/wordnet-embeddings

Synset and word embeddings using graph walking

Primary LanguagePython

Wordnet Embeddings

Installation

docker build -t wordnet-embeddings .

This package uses tensorflow v2.

Learning embeddings

This project continuously randomly walks a graph of all Synsets in English WordNet. It then uses an LSTM over the path to predict the final node in the path. The type of relation is encoded as its own step.

An example path might look like

"["Synset('computerized_tomography.n.01')", 'hypernym', "Synset('x-raying.n.01')", 'hypernym', "Synset('imaging.n.02')", 'hypernym']" -----> Synset('pictorial_representation.n.01')

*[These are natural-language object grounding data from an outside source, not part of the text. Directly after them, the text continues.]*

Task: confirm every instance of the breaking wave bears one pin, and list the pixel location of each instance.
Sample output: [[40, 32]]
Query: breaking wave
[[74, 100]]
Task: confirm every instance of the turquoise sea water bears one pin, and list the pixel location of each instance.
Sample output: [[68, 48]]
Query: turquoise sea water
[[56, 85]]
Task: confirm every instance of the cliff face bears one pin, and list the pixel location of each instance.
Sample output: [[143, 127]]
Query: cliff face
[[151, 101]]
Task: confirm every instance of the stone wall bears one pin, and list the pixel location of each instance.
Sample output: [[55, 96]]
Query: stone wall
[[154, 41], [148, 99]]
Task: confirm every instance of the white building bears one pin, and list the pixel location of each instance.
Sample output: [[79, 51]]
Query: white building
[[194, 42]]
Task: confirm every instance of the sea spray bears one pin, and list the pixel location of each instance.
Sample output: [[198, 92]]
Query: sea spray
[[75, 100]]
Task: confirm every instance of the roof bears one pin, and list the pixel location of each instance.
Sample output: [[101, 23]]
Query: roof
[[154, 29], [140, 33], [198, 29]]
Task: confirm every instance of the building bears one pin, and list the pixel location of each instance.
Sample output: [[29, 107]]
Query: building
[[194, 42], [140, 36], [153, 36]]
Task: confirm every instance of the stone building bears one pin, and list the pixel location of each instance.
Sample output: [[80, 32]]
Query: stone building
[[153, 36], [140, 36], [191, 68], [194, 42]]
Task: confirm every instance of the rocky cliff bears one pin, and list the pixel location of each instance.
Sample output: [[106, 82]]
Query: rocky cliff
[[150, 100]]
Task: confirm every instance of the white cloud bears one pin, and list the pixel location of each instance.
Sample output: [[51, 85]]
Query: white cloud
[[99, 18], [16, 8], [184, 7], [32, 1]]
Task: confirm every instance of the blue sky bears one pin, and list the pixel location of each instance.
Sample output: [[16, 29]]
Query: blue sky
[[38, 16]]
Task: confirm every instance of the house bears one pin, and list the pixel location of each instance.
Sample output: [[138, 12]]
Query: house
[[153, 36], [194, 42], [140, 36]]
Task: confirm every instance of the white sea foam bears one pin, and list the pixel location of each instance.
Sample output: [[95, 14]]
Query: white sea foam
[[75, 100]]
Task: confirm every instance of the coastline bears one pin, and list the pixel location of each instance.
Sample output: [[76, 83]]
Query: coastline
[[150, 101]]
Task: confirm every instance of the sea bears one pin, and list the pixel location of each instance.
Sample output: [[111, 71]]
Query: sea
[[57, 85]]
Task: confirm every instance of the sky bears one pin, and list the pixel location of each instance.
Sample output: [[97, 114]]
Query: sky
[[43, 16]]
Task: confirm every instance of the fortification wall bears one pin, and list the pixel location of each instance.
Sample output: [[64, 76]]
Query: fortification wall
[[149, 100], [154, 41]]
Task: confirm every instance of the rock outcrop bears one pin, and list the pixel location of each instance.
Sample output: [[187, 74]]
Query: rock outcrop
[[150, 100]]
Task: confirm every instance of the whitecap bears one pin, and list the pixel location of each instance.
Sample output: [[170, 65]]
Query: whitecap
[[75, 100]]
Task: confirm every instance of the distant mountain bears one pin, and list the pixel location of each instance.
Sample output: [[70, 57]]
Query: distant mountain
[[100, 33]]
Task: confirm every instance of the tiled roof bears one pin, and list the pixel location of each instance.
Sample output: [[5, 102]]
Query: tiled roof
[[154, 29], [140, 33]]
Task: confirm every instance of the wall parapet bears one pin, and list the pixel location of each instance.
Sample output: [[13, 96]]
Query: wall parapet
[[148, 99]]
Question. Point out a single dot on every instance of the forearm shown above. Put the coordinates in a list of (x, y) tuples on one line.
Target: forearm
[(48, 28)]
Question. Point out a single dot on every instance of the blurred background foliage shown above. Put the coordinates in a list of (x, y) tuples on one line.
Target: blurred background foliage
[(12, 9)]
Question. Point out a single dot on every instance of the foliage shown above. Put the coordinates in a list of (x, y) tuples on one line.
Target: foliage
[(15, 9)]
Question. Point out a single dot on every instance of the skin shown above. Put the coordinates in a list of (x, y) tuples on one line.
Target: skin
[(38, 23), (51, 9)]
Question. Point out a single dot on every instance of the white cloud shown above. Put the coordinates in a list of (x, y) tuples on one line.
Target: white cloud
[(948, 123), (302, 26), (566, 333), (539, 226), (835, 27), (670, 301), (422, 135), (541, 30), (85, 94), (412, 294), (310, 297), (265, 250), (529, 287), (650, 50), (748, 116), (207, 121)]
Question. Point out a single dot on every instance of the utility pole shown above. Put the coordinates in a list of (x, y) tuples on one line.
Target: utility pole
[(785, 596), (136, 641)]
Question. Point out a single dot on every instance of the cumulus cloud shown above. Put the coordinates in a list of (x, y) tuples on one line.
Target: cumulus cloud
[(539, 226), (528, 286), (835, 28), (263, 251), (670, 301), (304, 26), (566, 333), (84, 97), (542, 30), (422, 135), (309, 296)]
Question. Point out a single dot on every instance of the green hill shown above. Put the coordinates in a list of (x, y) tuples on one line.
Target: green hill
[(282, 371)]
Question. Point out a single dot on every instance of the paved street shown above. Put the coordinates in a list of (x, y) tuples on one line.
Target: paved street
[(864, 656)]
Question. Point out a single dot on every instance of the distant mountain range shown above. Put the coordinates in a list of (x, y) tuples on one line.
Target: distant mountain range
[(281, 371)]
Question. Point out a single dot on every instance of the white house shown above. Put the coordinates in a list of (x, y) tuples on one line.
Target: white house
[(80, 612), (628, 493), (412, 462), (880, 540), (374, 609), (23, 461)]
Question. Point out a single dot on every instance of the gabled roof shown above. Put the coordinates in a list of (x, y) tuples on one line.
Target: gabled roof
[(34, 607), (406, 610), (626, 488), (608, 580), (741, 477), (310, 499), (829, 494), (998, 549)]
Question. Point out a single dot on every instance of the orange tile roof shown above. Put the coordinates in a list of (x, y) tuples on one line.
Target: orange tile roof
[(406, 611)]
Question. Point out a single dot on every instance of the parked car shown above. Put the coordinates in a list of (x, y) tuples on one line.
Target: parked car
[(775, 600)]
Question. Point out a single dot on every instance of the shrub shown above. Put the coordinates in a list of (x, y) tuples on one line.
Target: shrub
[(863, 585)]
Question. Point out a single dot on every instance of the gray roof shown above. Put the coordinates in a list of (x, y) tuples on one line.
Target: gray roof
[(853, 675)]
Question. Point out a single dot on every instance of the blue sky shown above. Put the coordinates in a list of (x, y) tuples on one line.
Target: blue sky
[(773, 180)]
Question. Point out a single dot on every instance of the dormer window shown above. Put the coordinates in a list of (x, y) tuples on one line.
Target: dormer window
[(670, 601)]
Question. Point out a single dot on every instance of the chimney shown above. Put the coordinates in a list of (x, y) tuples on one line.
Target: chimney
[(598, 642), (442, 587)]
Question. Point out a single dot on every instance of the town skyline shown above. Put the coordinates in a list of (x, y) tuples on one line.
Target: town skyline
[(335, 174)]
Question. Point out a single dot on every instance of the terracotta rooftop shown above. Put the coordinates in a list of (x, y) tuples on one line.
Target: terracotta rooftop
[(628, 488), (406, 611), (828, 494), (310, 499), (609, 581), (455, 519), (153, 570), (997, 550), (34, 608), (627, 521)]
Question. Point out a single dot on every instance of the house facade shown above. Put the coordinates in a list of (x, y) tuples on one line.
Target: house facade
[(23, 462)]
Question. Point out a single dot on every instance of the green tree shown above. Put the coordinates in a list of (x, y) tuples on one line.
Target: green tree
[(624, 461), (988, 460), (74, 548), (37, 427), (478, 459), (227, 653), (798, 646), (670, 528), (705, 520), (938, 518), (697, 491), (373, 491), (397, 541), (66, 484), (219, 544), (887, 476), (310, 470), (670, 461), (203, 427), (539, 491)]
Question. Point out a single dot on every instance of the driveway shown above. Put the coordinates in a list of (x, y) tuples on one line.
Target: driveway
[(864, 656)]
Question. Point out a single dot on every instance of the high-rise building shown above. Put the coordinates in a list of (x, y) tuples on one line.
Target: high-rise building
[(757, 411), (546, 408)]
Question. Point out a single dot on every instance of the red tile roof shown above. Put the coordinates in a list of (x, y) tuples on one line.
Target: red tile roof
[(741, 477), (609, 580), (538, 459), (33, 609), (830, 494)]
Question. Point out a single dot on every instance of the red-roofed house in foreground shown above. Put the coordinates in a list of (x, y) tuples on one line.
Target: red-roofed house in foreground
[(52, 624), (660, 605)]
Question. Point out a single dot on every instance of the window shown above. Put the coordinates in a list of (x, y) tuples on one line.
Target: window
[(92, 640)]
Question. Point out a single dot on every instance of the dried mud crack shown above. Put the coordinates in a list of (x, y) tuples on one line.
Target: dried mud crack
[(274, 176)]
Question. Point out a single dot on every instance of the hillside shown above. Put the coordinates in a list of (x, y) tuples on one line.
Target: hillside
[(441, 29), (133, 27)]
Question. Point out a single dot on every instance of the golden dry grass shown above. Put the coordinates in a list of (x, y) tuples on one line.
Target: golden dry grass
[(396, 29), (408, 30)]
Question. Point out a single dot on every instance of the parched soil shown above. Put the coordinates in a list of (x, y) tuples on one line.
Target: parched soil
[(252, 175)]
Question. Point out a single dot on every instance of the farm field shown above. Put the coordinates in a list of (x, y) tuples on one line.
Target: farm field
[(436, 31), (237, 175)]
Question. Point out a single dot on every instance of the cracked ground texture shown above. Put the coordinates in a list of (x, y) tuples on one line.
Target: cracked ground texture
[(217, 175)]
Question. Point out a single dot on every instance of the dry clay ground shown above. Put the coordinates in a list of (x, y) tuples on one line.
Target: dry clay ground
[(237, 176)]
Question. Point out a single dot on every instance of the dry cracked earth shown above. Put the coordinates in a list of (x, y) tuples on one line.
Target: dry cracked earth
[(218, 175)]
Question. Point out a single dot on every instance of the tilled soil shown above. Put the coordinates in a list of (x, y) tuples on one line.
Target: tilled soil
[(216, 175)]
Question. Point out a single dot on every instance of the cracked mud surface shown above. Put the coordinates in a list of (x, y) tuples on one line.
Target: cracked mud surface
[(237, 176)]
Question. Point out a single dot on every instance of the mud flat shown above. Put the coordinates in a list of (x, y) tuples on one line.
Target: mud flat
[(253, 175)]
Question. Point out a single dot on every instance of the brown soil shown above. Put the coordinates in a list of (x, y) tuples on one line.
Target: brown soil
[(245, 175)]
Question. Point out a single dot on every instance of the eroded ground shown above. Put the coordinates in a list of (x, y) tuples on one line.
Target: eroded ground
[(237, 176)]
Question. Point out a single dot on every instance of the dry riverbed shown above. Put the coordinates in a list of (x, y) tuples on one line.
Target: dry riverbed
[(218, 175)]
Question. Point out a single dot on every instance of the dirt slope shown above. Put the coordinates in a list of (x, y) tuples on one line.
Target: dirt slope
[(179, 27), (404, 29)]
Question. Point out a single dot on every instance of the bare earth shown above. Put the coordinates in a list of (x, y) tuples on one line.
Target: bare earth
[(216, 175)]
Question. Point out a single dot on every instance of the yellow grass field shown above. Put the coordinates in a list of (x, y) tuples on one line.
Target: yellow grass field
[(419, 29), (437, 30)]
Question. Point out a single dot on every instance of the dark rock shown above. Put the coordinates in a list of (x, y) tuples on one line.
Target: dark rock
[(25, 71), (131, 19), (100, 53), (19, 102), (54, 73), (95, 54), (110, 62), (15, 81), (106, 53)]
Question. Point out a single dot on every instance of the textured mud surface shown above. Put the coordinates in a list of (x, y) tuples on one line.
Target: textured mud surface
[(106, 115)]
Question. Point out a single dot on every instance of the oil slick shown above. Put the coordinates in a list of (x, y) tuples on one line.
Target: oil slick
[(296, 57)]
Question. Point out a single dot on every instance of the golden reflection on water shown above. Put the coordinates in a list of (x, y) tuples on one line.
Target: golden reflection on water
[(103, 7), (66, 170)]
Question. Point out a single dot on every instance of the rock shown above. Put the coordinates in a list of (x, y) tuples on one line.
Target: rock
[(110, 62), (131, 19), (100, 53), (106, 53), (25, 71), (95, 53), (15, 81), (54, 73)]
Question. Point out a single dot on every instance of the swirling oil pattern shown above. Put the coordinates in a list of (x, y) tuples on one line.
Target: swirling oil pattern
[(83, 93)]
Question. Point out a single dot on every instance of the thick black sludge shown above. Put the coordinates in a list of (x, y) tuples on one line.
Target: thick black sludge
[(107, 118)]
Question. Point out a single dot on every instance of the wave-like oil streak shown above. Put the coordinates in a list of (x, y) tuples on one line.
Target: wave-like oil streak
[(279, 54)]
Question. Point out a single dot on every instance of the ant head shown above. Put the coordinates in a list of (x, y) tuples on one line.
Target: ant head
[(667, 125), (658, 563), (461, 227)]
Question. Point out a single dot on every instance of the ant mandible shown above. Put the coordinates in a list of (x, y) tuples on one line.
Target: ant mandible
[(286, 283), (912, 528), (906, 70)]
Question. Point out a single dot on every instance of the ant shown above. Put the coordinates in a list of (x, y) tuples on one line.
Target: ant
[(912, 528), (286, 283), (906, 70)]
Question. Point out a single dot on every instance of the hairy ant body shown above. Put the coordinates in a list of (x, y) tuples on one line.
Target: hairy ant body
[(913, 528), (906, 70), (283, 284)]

The model is trained using sampled_softmax_loss, though in reality there's no need to subtract log(Q(y|x)) since we aren't using any frequency information.

Evaluating embeddings

As the model trains on these random walks, it evaluates other random walks. It predicts a vector at the last timestep of a given walk, then finds the most cosine-similar Synset in the output embedding weights.

"["Synset('computerized_tomography.n.01')", 'hypernym', "Synset('x-raying.n.01')", 'hypernym', "Synset('imaging.n.02')", 'hypernym']" ------> Synset('pictorial_representation.n.01')
 nearest neighbors:
 Synset('pictorial_representation.n.01'),
 Synset('butterfly_bush.n.01'),
 Synset('nectariferous.a.01'),
 Synset('min.n.02'),
 Synset('sonography.n.01'),
 Synset('x-raying.n.01'),



 "["Synset('neva.n.01')", 'instance_hypernyms', "Synset('river.n.01')", 'hypernym', "Synset('stream.n.01')", 'hypernym']"  ------> Synset('body_of_water.n.01')
 nearest neighbors:
 Synset('brook.n.01'),
 Synset('body_of_water.n.01'),
 Synset('headstream.n.01'),
 Synset('branch.n.05'),
 Synset('eparchial.a.01'),
 Synset('pipturus.n.01'),